Despite my misgivings, Madonna says she wants the landscapes and tells me to make an offer for them, so I go over to Sotheby's, bid $65,000 for them, and win. Then—with the bulk of my savings—I pay for them.

Invoice in hand, I take the paintings over to Madonna's apartment and present them to her.

“I don't want them,” she says.

I assume she must be joking. “You're fucking kidding me, Madonna.”

“I don't want them anymore and I'm not paying for them.”

As she is well aware, Sotheby's policy is that if paintings bought from them in auction are returned, they will, within a year, re-auction them. If a subsequent sale is then made, they will retain half the proceeds. But for her own reasons, Madonna is obviously pretending that she doesn't know that.

“I can't take them back, Madonna, Sotheby's has a no-return policy. They won't give me all my money back.
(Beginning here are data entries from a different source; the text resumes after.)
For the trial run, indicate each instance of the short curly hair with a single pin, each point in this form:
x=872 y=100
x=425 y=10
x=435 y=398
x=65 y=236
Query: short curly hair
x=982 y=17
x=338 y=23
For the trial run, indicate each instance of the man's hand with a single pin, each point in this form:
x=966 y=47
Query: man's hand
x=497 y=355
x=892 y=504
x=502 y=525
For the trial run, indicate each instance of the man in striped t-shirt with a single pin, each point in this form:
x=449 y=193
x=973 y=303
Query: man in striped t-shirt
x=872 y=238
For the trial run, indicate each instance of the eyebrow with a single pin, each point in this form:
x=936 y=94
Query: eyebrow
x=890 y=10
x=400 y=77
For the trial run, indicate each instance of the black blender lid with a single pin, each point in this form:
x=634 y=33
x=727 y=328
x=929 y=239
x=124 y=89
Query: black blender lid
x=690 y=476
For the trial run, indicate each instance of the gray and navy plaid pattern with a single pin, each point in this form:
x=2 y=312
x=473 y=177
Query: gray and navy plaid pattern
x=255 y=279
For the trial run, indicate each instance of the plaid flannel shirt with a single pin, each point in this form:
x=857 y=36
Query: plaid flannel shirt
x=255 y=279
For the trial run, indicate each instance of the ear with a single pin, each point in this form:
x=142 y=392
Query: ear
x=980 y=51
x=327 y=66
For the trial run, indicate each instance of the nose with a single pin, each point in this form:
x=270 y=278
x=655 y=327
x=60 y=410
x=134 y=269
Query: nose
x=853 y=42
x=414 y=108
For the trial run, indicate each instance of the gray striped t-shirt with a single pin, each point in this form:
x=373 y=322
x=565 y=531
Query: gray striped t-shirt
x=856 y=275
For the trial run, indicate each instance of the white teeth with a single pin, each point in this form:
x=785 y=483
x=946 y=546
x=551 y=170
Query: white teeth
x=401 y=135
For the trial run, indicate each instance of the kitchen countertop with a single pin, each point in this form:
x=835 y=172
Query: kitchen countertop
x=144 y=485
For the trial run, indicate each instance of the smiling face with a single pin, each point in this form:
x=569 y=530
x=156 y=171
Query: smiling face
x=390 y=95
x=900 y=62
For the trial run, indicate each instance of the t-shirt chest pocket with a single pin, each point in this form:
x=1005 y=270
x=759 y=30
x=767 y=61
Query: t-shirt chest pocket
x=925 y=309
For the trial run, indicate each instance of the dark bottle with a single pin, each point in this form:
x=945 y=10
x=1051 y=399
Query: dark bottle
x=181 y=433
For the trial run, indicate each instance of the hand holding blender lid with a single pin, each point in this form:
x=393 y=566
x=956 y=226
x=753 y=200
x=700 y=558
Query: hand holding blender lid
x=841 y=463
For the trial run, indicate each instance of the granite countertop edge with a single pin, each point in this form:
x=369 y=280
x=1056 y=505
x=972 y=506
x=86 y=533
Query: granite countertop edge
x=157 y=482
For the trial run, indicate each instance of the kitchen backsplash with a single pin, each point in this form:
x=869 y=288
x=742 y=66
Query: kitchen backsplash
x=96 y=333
If they do sell at auction, I'll only get half the money back—and I can't afford to lose the rest of it. You have to reimburse me for the landscapes.”

“I don't care. I don't want them.”

I feel as if I am going to throw up. “But, Madonna, I've spent my own money on them. I don't make the kind of money you make. I never have. I can't just drop sixty-five thousand dollars. That's all the money I have.”

“I don't care.”

“But you can't not care.”

“Sell them to somebody else. If they are worth that much money, sell them to somebody. I don't care what you do. I don't want the paintings. Anyway, I have to go to a meeting.”

She gets up and sweeps out of the room, leaving me standing there, clutching an invoice for $65,000, with three paintings, and feeling as if she has punched me hard in the stomach.

I sink back into the deep purple club chair I'd so lovingly selected for her living room, struggling with a combination of shock and sheer bafflement at what she is doing to me, what this means, and what she has become.

I reason that in her head, she must be telling herself that because I am her brother, I should cope with whatever hand she deals me. After all, I am not only her brother, but also her employee, even though we have nothing in writing. Still, I never dreamed that she would ever treat me with such a lack of caring, lack of respect.

Because I was her brother and because I was honest, no matter how famous she was, no matter how much money I was offered for my story, I never did interviews about her, never talked to people about her. I protected her, lied for her, fired people for her, was loyal to her, advised her on her career, supported her, apologized for her, and loved her.

Today, I suppose, is a milestone. The day on which I first experience the full force of my sister's dark side, her lack of concern for someone whom she purports to love.